The lawsuit for Craig Wright’s alleged Bitcoin billions is about to go to trial.

A trial date of July 6 has been set by Judge Beth Bloom in Florida’s Southern District court. The trial will mark the beginning of the end of a confounding legal saga which has bemused onlookers (and lawmakers) for over two years.

Self-proclaimed Bitcoin inventor Craig Wright speaking at Coingeek 2020. Image: Decrypt.

For over a year now, self-proclaimed Bitcoin inventor Craig Wright has been embroiled in a lawsuit with Ira Kleiman, the brother of the late Dave Kleiman, who claims the two former business partners mined Bitcoin together in its early days. Wright disagrees and maintains that he was the sole miner. Kleiman’s estate is suing Wright for half of the one million Bitcoin stash that he claims to own, worth $8 billion at today’s prices.

Wright, has yet to produce any evidence that he actually possesses the coins.
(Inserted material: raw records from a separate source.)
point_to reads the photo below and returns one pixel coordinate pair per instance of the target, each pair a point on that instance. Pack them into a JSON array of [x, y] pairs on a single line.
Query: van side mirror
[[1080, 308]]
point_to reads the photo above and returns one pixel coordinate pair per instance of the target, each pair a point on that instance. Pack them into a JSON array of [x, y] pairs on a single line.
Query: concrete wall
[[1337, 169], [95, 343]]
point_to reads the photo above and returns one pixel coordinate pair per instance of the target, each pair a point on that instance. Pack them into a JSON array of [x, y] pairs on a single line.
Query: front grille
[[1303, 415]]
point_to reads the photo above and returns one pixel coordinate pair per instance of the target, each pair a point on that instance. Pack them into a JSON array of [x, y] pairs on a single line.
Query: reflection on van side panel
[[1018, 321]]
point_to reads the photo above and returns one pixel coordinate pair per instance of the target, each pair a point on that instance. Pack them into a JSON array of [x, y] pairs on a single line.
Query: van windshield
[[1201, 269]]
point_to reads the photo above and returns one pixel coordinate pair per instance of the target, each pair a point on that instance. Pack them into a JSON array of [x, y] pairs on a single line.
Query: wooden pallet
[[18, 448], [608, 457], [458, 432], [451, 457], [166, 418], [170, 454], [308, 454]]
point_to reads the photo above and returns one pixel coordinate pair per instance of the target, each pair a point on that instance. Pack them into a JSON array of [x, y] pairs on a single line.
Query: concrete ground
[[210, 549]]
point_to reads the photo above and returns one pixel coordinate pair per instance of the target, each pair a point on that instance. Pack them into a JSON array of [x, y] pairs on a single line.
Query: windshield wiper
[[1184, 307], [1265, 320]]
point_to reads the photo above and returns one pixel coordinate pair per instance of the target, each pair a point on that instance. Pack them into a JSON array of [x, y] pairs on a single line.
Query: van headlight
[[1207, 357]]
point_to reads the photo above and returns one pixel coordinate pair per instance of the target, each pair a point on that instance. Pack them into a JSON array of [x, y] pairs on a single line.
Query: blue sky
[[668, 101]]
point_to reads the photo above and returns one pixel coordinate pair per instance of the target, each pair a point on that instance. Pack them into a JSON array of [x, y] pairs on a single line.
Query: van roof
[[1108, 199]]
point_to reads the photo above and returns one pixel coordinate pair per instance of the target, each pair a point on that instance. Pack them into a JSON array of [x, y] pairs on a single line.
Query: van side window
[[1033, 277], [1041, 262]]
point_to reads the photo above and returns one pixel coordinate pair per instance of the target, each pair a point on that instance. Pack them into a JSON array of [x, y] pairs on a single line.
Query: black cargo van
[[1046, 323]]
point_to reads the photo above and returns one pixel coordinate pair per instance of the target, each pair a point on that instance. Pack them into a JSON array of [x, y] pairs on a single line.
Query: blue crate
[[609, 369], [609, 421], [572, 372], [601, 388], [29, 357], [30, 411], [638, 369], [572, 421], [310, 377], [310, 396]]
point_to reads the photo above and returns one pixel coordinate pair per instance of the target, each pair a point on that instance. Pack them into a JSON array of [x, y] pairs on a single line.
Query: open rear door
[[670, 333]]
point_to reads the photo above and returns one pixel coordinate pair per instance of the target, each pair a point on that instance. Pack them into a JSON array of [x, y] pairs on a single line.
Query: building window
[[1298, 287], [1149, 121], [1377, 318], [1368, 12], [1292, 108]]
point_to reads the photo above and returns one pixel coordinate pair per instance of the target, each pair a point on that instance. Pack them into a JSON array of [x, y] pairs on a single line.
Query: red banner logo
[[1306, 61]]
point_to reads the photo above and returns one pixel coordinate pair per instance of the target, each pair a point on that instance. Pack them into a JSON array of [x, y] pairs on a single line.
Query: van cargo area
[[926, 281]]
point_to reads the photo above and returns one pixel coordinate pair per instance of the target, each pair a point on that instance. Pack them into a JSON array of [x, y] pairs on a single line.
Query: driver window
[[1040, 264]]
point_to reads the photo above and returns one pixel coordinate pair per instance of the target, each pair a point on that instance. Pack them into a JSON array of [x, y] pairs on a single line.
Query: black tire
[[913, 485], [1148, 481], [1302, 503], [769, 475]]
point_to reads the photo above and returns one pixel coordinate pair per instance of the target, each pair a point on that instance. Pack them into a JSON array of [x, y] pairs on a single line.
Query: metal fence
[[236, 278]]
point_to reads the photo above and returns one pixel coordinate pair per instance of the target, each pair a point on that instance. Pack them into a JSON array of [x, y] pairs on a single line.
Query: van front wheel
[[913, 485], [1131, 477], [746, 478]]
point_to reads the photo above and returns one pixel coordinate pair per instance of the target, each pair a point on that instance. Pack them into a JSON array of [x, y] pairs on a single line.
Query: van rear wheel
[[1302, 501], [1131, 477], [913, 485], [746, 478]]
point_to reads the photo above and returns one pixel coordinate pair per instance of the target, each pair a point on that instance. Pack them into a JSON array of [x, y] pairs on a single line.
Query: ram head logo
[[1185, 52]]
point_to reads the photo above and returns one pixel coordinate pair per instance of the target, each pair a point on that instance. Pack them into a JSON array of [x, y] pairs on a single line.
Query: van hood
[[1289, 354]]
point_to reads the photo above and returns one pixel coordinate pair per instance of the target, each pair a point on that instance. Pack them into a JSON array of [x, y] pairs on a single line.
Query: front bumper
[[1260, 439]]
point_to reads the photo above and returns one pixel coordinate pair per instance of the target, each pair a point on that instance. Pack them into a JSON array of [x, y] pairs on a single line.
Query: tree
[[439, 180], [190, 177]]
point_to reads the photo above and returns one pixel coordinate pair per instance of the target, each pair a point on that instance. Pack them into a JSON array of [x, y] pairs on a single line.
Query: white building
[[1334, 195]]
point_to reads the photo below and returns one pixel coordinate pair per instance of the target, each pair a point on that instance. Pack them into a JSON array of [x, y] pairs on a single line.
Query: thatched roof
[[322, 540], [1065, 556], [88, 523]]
He originally claimed the private keys to the Bitcoin fortune—locked up in the Tulip Trust—were to arrive by early 2020. When the mythical bonded courier failed to show up, Craig Wright’s legal team rescinded the claim that their client had any access to the coins at all.

The court order states, “This cause is set for trial during the Court’s two-week trial calendar beginning on July 6, 2020 at 9:00 a.m.at the United States Courthouse, 400 North Miami, Avenue, Courtroom 10-2, Miami, Florida.”

By June 22, both parties must present their case materials to the court. That includes all demonstrative and summary exhibits, as well as witness lists. By June 23 both parties must resolve any translation issues, and all disputes shall be resolved by June 26.

Notably, both parties still have time to settle the dispute outside the remit of the courts. Judge Bloom requests notice of settlement by no later than July 3.